Knackebunt, wild und aufgedreht, schmissig, angereichert mit extrem bissigen und bisweilen bis aufs Blut pointierten Texten, spult sich die Story ab, wobei die Macher nicht vergessen haben, dass man in modernen Zeiten die enorm-absurden Ängste eines braven Publikums am besten mit einer deftigen Prise Gore stimulieren kann – Regisseur Andy Fickman (sic!) lässt es deftig spritzen, wenn Story und Moral danach verlangen.

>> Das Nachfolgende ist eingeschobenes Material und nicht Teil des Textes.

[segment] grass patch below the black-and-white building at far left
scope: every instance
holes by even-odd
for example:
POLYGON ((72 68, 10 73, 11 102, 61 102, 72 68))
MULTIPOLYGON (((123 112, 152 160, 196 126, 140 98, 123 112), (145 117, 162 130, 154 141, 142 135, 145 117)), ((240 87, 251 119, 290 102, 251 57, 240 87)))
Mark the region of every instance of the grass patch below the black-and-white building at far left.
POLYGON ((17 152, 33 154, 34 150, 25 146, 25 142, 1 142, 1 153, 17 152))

Ob der Film als Parodie funktioniert, ist sicherlich diskutabel.
Das Original bezog seinen Kultstatus eben gerade aus seiner offensichtlichen Plattheit und der schlechten Schauspielerei – dies wird hier methodisch ausgeweidet, so dass der Spaß am schlechten Geschmack (John Waters wird der Film gefallen) sich offensichtlich um den ach so wichtigen Kultfaktor bemüht, um den Mitternachtseinsatz buhlt – was nicht im Sinne dieser besonderen Filme ist oder nie sehr gut funktioniert hat. Ist es dann eine Hommage an diese Zeit, die seit dem Aufkommen von VHS und DVD vorbei ist? Die Zeit wird es zeigen.
Aber immerhin bricht „Kifferwahn“ noch genug Konventionen, um Zuschauer scharenweise aus dem Kino zu treiben und dafür muß man ihn einfach lieben, für die over-the-top-Abartigkeit und den schlechten Geschmack – und die Farben…Farben…
Wobei ich mich frage, ob nicht irgendwo in Deutschland ein analfixierter Familienbeauftragter bald auf den Trichter kommen wird, diesen Film als Hasch-Verharmlosung zu geißeln.
Und mit dieser Absurdität würde sich die Schlange dann in den historischen Schwanz beißen.
Denn Geschichte wiederholt sich: Up in Smoke: 8,5/10!